What is ischaemic heart disease and possible treatments
Let’s talk about ischemic heart disease: the heart is the engine of our body and has the task of pumping oxygen-rich blood to the entire body
However, this organ, like all, needs to be adequately ‘supplied’ with blood in order to function.
Sometimes this does not happen due to ischaemic heart disease, a very common disease that includes all conditions in which there is a deficient blood and oxygen supply to the heart.
What is ischaemic heart disease and its causes
Ischaemic heart disease is a very common disease that affects a large part of the world’s population and occurs in all situations in which the heart receives an insufficient supply of blood and oxygen.
The most common cause of ischemic heart disease is precisely the (sudden or gradual) obstruction of the coronary arteries, the arteries that nourish the heart.
In most cases, obstruction of the coronary arteries is caused by atherosclerosis, a typical condition whereby the presence of plaques with a high cholesterol content on the walls of the coronary arteries leads to a narrowing of the vessel’s lumen, resulting in reduced blood flow to the heart.
When the obstruction develops gradually, over months or years, a chronic condition called angina pectoris results.
When the coronary artery obstruction occurs suddenly, myocardial infarction occurs.
Symptoms of ischaemic heart disease
A characteristic feature of the pain is that it typically appears during exertion or as a result of emotion: in these situations the heart requires a greater supply of energy, a condition that cannot be met if the coronary arteries are obstructed.
Usually in the case of a heart attack, on the other hand, chest pain occurs suddenly and is not related to exertion.
The diagnosis of ischaemic heart disease is made through a series of instrumental examinations such as:
- the electrocardiogram
- the stress test;
- the stress echo;
- myocardial scintigraphy;
- the magnetic resonance stress test.
These are all diagnostic possibilities that allow one to indirectly see the state of health of the coronary arteries.
There are also other modalities through which the coronary arteries can be directly assessed: the first is ANGIO-CT, a non-invasive examination that allows the presence of narrowing of the coronary vessels, secondary to calcifications or atherosclerotic plaques, to be assessed; the second is coronarography, an invasive examination through which the coronary arteries can be directly visualised to view any narrowing and obstructions.
If the coronary lesion is moderate, treatment is purely medical, using specific drugs also administered by mouth that have the task of reducing ischaemia of the heart.
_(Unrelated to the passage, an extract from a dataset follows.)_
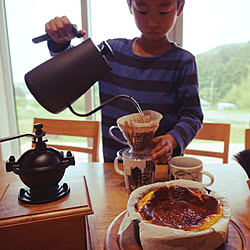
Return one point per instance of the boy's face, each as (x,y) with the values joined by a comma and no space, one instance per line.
(154,18)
If, on the other hand, the lesion is more serious, it may be necessary to proceed with coronary angioplasty or coronary artery bypass surgery, depending on the case.
Coronary angioplasty: a minimally invasive operation
Percutaneous coronary angioplasty involves dilating the coronary artery through the insertion, during coronarography, of a small inflated and expanded balloon at the narrowing of the artery, which is then stabilised with a stent implant (a metal cage with cobalt chrome mesh, coated with a drug capable of preventing so-called ‘re-stenosis’, i.e. the reappearance of plaque in the treated area).
The procedure is performed in the haemodynamic room, following coronarography, under local anaesthesia, with moderate sedation and with the patient awake.
It is a minimally invasive procedure: in most cases, one night’s hospitalisation is sufficient for this treatment.
Although minimally invasive, the procedure in some cases can be complex and require the use of devices to ‘break’ the calcific plaques (using a lithotomy similar to that used for kidney stones) or to ‘mill’ them (with a real miniaturised bur).
Once the operation has been performed and in the first few months following stent implantation, anti-platelet therapy is required to keep the blood particularly fluid to prevent the formation of thrombi and clots.
It is essential that the antiplatelet therapy be continued for as long as the doctor indicates, especially in the first 6 months after surgery.
Coronary bypass surgery, a real surgery
In some cases where the coronary artery disease is extremely extensive and involves all 3 coronary arteries, especially in diabetic patients, it may be necessary to resort to cardiac surgery, i.e. ‘bypass’ surgery.
With this surgery, vascular conduits (of venous or arterial origin) are used to allow direct communication of the upstream portion with the downstream portion of the narrowing (stenosis).
Bypass surgery is a true surgical procedure, requiring general anaesthesia, opening of the chest and in many cases the support of the extra-corporeal circulation (i.e. a machine that works temporarily in place of the heart and lungs, thus allowing surgery on a ‘stopped’ heart).
Lifestyles and ischaemic heart disease
Ischaemic heart disease is certainly linked to a family component: having relatives who have developed this disease leads the patient to a predisposition towards it.
Patients with diabetes mellitus also have a predisposition to the disease, which requires them to undergo regular medical check-ups.
However, it is a multifactorial disease, which is also linked to various bad habits such as:
- cigarette smoking
- sedentary lifestyle;
These are all risk factors to be kept under control and possibly eliminated, to prevent the possibility of developing or progressing this disease.